For those businesses that are under audit, the Department has announced that it will accept payment of tax and interest for the most recent six CRT years in full satisfaction of the taxpayer’s CRT deficiency. The Department’s auditors will also consider the impact of the billboard payments on the taxpayer’s general corporation tax (“GCT”) and unincorporated business tax (“UBT”) returns (typically, through adjustments to the property factor of the business allocation percentage).  If such adjustments are necessary, “the Department may choose to address the matter separately or as part of a single resolution with the CRT deficiency.”

Additional Insights

Over the past year, many businesses have been the subject of CRT audits with respect to their payments to display advertising on digital signs affixed to buildings principally in the Times Square area of Manhattan.  The Department has claimed that the payments are for the use or occupancy of commercial premises.  The issue has been a contentious one for several reasons. For one thing, although the regulations provide that advertising signs "occupied or used by a tenant" are taxable premises, the Department undertook the CRT audit initiative after many years of non-enforcement.

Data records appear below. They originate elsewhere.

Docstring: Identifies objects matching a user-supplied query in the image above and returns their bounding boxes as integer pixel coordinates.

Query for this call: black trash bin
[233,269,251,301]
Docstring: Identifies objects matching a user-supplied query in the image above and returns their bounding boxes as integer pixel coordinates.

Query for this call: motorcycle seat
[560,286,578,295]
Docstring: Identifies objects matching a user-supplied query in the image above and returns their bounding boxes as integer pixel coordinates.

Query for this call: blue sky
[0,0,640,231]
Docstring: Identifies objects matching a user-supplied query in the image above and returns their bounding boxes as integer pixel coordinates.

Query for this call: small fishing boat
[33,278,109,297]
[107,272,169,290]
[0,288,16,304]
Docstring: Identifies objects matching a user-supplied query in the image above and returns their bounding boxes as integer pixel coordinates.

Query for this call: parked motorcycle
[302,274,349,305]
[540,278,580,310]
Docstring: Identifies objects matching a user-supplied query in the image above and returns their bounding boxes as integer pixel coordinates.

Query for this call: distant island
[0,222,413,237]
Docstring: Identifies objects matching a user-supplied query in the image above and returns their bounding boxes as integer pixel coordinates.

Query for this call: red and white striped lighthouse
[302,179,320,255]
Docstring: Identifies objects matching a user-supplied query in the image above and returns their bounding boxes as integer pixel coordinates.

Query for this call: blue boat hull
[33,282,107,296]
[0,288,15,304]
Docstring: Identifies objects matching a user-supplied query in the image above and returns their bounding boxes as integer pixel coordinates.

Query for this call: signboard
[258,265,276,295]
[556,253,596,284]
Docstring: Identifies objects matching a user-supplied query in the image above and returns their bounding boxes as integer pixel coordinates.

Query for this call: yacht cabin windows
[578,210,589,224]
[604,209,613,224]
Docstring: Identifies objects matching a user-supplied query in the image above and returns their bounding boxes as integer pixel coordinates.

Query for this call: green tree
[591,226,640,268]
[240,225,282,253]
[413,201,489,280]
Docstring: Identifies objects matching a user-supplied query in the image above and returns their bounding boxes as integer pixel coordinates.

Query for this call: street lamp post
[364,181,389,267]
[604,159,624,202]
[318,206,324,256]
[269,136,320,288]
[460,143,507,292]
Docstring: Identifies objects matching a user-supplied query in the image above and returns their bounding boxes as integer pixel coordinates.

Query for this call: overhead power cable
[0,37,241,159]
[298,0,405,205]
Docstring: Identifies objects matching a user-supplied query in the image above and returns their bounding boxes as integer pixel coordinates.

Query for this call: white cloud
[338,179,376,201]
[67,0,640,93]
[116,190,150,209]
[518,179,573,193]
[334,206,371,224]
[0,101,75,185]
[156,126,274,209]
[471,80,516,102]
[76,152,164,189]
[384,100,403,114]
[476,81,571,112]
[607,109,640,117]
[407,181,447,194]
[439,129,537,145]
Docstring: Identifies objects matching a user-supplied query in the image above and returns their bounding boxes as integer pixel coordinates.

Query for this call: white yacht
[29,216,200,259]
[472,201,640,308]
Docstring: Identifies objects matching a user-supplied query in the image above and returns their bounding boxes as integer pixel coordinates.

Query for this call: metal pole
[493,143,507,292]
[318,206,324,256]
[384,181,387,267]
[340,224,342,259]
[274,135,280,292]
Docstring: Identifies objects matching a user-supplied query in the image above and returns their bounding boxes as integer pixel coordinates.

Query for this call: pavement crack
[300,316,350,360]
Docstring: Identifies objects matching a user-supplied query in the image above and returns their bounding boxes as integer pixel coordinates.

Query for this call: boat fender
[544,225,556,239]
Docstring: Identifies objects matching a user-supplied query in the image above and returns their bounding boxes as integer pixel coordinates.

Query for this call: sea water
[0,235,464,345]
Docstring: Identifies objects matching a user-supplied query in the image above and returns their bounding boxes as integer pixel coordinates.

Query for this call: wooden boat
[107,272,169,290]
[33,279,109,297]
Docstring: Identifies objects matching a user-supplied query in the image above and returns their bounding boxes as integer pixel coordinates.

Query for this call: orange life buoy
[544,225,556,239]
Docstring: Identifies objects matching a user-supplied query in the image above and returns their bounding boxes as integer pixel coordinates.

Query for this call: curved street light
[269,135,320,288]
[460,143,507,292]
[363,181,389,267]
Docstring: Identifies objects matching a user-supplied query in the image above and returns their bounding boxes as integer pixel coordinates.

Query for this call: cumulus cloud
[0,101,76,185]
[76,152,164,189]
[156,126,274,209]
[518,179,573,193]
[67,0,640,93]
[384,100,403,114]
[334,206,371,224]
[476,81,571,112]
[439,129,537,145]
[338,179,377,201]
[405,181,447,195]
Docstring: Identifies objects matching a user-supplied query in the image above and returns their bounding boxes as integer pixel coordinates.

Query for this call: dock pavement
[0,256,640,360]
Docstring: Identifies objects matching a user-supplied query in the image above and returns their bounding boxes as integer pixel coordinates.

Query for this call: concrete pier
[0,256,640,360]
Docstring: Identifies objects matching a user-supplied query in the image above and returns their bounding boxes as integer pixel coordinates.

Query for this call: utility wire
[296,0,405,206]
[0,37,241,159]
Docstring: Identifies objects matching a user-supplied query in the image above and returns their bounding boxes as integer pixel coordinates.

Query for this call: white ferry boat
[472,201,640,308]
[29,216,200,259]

The CRT audit initiative subjected businesses to lengthy (and unexpected) CRT assessments.  In addition, there is the legal question of whether the signage arrangements are truly for the use or occupancy of commercial premises within the meaning of the CRT law.  The new limited lookback is a reasonable effort by the Department to avoid the egregious impact of retroactive enforcement, but does not resolve the underlying question of the taxability of these arrangements.

The Audit Update specifically leaves open for resolution on a case-by-case basis the resulting impact on the GCT and UBT from treating the billboard payments as payments for the use or occupancy of premises.  It does not address whether the Department will treat the arrangements as resulting in taxable nexus for a business that has no other connection with the City of New York, although that would appear to be a consequence of the Department’s audit policy.